What happened
Hydrogen fuel cell stock Plug Power (PLUG 2.47%) had dropped 7.5% as of 10:35 a.m. EDT Monday after analysts at investment bank Morgan Stanley resumed coverage of the briefly dropped stock at a lower rating.
As StreetInsider.com reports today, MS now rates Plug Power stock not overweight (i.e., buy) as it used to, but only equal weight (i.e., hold).

Image source: Getty Images.
So what
Curiously, Morgan Stanley's price target on Plug stock is now $35 per share, about 17% above where the stock trades today, which you would think implies the analyst has more of a buy sentiment about it. And indeed, according to the analyst, "PLUG's product advantages, strong balance sheet, and strategic partnerships position the company well for the transition to a hydrogen economy."
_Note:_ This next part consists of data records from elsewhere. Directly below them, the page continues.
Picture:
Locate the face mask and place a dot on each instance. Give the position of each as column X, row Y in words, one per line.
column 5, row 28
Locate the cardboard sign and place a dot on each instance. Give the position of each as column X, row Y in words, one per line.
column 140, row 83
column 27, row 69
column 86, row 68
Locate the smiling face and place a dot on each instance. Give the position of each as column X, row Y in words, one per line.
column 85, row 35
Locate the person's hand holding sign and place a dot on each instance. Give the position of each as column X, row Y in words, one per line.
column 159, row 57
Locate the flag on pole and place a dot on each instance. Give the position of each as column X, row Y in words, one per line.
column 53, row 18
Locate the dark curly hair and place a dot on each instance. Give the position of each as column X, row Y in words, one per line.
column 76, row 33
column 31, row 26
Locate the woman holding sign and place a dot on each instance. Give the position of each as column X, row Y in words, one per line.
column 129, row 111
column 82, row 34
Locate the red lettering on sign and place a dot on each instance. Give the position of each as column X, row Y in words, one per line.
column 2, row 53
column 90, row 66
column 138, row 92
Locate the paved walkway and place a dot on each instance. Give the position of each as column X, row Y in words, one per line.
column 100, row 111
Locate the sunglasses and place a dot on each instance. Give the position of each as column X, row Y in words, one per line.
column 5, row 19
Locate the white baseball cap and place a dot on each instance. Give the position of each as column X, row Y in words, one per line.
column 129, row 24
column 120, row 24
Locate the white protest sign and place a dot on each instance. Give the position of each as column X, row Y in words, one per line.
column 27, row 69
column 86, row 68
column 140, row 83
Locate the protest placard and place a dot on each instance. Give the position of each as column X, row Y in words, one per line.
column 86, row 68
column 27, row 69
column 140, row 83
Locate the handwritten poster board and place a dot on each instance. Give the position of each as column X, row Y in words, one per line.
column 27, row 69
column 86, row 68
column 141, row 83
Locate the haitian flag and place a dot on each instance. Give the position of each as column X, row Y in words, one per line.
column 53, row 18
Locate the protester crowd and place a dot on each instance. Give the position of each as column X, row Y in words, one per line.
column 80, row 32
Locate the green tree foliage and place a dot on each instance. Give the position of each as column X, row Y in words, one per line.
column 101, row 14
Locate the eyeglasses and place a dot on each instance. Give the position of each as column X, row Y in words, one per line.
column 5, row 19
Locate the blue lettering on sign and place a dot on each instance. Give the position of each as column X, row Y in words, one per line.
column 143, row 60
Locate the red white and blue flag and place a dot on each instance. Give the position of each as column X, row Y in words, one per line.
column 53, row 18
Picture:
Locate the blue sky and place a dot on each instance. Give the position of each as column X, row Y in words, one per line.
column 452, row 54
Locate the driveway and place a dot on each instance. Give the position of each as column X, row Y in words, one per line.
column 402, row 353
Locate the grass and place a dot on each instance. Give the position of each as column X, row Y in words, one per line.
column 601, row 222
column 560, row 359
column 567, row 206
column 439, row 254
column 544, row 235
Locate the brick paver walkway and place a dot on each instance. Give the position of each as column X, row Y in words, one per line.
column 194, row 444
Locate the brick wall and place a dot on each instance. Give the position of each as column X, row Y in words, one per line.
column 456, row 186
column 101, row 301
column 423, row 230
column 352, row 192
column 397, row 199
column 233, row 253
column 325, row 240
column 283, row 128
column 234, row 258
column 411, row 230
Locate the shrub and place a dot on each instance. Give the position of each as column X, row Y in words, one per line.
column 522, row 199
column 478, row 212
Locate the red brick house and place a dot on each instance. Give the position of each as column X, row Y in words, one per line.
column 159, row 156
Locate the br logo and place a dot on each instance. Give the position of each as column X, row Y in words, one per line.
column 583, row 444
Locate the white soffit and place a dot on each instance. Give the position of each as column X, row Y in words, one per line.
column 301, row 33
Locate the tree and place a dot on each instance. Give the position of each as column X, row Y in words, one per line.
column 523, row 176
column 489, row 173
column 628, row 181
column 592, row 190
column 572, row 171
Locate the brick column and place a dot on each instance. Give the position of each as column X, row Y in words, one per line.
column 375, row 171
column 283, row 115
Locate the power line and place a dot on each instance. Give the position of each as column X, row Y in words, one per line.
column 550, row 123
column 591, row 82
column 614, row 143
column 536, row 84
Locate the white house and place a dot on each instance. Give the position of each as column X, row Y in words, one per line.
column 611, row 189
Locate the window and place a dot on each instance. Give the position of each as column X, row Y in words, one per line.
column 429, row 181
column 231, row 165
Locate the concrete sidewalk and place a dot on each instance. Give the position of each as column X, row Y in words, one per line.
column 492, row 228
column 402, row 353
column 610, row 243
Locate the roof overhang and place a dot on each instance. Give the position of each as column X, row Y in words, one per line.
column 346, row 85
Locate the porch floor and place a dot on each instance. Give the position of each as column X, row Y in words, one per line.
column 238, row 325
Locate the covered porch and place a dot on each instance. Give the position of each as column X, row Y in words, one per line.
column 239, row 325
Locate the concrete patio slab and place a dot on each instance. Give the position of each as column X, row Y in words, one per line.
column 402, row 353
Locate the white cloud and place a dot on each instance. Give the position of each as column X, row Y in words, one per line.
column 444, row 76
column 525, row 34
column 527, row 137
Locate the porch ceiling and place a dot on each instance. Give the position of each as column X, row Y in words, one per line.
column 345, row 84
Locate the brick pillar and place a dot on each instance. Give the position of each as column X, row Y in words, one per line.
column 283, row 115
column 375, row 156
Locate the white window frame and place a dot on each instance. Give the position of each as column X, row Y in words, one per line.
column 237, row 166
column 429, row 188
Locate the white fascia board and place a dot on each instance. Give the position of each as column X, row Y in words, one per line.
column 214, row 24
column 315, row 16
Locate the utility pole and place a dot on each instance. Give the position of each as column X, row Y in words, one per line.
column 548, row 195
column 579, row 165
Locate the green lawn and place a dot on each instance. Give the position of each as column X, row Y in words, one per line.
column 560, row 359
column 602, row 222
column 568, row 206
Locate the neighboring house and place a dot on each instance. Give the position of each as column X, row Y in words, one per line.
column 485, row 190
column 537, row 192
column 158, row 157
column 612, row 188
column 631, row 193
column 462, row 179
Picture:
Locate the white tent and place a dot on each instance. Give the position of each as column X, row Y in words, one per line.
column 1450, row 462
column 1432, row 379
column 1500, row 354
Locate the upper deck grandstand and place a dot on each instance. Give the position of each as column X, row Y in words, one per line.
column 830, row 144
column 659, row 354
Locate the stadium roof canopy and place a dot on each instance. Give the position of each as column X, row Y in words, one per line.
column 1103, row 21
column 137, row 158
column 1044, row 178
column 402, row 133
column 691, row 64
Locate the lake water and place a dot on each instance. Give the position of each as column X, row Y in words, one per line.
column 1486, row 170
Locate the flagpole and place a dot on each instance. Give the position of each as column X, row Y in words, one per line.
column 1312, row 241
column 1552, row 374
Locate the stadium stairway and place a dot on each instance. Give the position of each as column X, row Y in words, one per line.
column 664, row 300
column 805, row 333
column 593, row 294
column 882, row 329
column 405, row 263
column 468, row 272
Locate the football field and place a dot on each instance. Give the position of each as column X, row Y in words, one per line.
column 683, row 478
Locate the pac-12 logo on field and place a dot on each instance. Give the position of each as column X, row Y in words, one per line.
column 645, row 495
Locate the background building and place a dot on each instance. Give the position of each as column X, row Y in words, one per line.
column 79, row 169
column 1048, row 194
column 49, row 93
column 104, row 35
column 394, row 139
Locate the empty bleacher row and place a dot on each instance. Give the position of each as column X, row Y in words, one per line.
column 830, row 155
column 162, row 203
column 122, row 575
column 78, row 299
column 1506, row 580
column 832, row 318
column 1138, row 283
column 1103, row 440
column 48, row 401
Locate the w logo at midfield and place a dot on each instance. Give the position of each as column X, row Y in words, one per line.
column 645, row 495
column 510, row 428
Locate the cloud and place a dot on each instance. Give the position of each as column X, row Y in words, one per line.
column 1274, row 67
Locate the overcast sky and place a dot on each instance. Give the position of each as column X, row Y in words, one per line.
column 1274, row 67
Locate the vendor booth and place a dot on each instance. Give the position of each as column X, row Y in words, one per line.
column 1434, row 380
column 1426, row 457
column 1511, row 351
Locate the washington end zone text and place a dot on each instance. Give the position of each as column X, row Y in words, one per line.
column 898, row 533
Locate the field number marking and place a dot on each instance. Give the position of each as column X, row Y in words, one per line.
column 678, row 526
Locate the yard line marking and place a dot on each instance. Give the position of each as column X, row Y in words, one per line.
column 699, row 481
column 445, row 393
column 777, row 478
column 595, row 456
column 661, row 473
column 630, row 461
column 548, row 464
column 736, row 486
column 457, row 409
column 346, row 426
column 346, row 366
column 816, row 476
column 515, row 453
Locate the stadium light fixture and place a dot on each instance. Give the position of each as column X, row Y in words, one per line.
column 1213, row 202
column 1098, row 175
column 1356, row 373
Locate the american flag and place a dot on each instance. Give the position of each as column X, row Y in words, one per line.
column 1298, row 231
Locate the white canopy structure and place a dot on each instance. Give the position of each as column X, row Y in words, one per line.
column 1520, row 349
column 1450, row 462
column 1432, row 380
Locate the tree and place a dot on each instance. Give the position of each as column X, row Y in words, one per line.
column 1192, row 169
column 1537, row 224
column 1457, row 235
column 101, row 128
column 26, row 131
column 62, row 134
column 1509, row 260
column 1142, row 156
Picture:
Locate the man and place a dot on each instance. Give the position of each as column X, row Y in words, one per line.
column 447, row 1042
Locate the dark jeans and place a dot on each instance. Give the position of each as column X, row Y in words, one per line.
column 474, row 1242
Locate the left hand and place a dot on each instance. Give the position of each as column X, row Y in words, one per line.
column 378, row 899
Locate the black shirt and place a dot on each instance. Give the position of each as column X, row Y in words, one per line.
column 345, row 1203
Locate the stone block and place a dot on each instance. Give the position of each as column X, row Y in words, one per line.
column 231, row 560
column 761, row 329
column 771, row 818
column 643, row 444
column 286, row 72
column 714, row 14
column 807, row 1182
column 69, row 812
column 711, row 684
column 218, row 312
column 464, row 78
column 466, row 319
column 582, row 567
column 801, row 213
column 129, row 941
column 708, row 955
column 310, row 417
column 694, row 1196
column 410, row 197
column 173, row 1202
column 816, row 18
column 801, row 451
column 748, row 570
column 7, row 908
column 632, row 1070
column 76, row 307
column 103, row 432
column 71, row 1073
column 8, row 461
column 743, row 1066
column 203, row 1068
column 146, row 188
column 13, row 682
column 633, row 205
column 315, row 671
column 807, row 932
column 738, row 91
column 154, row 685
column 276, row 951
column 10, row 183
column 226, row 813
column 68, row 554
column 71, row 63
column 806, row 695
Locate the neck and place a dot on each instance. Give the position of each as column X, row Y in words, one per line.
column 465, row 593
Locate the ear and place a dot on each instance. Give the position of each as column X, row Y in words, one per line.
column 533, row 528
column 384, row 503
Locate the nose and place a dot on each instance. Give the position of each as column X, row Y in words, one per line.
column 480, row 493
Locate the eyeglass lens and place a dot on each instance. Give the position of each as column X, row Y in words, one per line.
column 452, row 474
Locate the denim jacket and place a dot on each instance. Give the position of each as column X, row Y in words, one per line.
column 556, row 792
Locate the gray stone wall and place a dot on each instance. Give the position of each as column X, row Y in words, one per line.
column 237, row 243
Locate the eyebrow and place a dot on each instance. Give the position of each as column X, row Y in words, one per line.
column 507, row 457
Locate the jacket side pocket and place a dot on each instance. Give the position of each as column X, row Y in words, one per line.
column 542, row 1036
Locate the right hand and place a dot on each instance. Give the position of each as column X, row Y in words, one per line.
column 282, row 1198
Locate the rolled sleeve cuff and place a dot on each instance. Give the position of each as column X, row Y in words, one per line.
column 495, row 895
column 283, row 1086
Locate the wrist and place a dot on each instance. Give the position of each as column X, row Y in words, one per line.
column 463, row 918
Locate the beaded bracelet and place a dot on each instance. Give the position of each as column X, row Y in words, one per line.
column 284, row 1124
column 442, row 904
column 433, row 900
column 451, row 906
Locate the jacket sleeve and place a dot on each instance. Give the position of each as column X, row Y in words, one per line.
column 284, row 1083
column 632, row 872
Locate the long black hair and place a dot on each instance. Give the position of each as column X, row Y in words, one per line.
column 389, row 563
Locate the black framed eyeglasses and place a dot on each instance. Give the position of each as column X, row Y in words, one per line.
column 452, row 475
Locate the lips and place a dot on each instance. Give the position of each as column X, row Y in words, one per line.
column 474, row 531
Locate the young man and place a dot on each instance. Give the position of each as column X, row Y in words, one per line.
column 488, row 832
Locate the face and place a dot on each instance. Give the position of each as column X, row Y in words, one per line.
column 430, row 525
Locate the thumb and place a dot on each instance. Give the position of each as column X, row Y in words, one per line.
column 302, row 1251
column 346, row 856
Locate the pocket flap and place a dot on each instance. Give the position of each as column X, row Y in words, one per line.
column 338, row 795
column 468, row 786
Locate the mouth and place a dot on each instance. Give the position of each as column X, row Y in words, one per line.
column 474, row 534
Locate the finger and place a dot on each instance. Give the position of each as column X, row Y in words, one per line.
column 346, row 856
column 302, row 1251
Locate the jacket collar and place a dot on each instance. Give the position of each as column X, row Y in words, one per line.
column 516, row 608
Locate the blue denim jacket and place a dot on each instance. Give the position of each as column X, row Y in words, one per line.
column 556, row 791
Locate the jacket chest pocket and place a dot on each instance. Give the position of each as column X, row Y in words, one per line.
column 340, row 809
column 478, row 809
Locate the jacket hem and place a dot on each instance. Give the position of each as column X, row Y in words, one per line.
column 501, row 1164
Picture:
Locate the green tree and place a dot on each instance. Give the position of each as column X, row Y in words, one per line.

The problem is that at Plug's current market capitalization of $17.6 billion, the analyst fears that "even after forecasting double-digit revenue growth and strong margin expansion," the company may have only "modest stock price upside."
Now what
Suffice it to say that this doesn't make a whole lot of sense. Either Plug Power stock is worth 17% more than it sells for today, or it has only "modest" upside -- it can't be both. And in fact, I'd argue it might not be either.
With trailing-12-month revenue of negative $100 million, and trailing losses of more than $560 million, I think there's a lot of uncertainty as to what Plug stock is really worth. I fear there's also a greater than zero chance that Plug Power stock bears significant downside risk to investors -- even after today's sell-off.